SUMMARY
A key feature of this course is that students should be using their own data whenever possible. This is critical to forging a learning experience that is customized to each student’s aspirations and the eccentricities of their chosen research domain. This assignment begins the process of helping you identify the data sets with which you want to work, and aligns with the notion of understanding the concepts of Data Semantics and Data Abstraction.
ASSIGNMENT
The basic structure of this assignment is for you to identify, import, describe, and host a data set. I’ll break down the specifics for each of these actions below.
Identify a Data Set
The main criteria is that the data set has to matter to you in some way. Often, this will mean that it is your data set. It was collected by you and has a central role in your current or past graduate research. Awesome! Another scenario is that the data you want to use comes from your current job. Maybe it isn’t part of a research project, but you are motivated to learn how to better visualize the data or you are very interested in learning more about it. Also Awesome!

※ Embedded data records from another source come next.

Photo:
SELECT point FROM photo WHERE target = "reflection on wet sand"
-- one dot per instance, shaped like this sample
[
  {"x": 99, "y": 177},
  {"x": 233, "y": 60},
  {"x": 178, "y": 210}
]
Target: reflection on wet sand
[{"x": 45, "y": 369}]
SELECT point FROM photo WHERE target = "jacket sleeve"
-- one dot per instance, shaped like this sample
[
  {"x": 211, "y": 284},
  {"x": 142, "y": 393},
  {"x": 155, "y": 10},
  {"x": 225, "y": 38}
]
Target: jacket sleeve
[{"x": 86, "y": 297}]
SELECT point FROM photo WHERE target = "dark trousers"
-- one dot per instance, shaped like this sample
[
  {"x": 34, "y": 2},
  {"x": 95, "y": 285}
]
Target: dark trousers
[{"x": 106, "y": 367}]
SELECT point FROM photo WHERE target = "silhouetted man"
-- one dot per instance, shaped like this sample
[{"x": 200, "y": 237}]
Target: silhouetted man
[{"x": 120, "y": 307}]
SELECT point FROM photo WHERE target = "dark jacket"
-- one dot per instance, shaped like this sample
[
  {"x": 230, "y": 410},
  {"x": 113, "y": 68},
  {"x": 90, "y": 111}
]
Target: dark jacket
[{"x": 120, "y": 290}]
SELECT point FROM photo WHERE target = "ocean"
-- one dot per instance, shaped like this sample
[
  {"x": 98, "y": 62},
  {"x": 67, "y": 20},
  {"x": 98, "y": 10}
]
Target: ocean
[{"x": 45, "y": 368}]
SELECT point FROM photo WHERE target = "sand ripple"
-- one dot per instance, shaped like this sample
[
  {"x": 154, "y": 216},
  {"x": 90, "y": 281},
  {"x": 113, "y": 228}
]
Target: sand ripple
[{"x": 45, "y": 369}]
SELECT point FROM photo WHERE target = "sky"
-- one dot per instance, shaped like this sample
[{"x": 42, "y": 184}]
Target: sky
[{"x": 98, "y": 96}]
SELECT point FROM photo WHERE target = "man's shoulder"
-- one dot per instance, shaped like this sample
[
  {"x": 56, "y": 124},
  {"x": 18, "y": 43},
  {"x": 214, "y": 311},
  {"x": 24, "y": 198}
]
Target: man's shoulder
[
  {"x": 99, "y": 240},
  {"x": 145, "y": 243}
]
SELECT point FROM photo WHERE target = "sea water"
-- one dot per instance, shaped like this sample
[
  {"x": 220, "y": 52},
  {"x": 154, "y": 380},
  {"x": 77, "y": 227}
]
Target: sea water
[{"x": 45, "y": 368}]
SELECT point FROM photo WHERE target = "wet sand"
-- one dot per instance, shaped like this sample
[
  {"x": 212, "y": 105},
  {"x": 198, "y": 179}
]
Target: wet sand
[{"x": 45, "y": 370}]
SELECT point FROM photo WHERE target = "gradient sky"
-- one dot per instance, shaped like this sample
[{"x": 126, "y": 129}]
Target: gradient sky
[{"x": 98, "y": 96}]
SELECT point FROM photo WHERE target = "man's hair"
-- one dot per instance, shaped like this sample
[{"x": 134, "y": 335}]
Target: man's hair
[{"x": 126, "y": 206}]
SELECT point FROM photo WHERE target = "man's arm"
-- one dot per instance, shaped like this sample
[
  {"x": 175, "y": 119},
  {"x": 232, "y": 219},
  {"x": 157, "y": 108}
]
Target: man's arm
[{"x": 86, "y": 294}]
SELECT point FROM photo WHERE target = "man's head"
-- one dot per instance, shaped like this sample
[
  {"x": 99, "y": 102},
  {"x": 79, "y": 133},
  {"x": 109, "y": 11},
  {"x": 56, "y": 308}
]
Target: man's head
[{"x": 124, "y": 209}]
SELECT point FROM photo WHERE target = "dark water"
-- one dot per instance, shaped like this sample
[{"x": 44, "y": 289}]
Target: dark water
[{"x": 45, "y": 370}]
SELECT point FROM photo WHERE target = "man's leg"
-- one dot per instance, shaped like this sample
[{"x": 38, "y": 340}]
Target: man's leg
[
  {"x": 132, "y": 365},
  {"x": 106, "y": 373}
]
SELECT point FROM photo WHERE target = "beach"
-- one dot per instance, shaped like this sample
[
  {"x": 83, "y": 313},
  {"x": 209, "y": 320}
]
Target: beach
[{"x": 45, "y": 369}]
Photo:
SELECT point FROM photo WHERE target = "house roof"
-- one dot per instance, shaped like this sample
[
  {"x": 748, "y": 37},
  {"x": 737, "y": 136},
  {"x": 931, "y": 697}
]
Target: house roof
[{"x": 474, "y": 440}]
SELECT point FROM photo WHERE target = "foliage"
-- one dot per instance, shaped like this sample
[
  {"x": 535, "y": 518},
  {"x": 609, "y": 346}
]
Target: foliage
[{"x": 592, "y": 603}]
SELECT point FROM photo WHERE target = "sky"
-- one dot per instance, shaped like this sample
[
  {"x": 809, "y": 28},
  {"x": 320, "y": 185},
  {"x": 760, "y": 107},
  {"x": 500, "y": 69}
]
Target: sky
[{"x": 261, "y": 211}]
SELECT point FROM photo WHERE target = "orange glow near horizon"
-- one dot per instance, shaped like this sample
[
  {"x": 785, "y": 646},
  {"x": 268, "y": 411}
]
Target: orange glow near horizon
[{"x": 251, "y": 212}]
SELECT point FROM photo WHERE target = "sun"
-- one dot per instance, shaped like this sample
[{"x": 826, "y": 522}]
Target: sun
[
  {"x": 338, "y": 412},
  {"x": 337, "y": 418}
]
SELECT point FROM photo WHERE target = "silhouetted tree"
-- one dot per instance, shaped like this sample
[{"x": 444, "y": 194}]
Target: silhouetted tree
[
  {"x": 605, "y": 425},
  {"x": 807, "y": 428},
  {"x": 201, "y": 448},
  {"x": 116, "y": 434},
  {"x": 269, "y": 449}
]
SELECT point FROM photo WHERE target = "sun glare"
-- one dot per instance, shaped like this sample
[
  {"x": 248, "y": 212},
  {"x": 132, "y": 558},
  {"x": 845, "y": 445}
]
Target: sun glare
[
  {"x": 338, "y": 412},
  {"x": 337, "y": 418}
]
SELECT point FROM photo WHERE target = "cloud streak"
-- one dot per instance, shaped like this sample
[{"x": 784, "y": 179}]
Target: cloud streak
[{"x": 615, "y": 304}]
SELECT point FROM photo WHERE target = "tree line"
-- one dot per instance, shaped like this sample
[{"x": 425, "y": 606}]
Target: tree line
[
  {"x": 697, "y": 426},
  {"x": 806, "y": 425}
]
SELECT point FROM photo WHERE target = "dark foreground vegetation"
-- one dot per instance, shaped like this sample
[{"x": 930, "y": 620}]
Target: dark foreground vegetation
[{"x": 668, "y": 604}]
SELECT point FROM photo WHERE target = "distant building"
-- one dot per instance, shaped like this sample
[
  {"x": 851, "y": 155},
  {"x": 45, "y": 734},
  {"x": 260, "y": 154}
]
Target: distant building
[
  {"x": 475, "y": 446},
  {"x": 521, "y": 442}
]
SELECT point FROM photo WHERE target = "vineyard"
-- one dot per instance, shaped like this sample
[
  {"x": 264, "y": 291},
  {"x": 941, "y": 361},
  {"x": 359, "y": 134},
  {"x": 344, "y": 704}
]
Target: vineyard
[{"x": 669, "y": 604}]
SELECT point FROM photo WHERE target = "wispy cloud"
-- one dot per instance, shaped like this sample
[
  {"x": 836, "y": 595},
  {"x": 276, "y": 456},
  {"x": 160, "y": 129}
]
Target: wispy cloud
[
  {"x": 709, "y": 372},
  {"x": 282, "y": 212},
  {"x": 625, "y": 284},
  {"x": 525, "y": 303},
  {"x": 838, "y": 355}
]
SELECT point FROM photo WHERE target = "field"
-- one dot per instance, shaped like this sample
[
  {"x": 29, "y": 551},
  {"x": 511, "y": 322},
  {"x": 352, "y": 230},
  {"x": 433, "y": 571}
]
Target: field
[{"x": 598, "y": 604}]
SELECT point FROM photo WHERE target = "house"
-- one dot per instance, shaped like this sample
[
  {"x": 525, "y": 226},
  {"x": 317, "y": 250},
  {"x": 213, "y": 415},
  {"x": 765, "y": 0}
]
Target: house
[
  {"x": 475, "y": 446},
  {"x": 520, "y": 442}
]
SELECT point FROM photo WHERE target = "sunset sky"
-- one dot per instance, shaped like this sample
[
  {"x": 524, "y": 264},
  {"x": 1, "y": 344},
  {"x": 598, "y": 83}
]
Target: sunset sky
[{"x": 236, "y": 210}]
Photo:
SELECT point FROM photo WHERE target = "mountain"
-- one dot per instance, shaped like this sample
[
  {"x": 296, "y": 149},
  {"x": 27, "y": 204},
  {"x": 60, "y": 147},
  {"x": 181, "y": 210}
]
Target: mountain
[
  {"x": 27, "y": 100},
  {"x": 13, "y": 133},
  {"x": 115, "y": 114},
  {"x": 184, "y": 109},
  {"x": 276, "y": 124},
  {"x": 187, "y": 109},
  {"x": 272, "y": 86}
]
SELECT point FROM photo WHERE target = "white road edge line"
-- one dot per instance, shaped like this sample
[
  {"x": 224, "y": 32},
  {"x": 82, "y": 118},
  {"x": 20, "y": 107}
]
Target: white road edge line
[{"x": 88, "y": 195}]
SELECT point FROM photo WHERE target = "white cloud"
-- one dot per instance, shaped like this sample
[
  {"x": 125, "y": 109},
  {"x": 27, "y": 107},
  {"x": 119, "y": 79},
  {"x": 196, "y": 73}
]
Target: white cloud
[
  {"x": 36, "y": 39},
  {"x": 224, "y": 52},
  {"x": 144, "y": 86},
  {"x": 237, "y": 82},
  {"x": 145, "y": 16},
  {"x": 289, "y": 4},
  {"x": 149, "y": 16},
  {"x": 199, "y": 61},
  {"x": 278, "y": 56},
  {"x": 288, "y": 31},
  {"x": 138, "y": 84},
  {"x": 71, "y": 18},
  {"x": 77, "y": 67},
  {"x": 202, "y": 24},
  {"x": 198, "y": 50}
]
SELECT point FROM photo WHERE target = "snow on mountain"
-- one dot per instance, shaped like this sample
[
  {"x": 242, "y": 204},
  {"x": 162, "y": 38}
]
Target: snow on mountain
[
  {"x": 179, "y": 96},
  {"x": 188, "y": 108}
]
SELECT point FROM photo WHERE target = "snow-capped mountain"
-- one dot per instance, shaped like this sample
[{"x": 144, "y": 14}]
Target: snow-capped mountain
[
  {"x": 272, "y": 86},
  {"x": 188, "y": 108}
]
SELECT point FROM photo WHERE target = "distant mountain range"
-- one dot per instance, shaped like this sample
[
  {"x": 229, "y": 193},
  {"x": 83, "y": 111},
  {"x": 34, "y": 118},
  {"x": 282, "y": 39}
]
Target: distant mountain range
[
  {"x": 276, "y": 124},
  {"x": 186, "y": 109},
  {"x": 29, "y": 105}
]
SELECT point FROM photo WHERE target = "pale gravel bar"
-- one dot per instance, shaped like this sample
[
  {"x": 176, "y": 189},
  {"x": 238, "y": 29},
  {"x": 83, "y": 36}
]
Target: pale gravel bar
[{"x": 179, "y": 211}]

Some of you might not have your own data. Perhaps you have just started your graduate training. Maybe your job doesn’t yet have data that you need to work with. No Problem!
It is perfectly fine to find publicly available data sets online. As long as the data set is interesting to you! You just need to make sure that the data:
- Are publicly available.
- Are not restricted by some kind of license or copyright.
- Do not contain private information.
- Are not covered by HIPPA, FERPA, CMMC, or other federal regulations related to data.
If you need help finding a data set, just let me know.
Some fun potential categories for data sources include:
- Sports Analytics from your favorite sport or team.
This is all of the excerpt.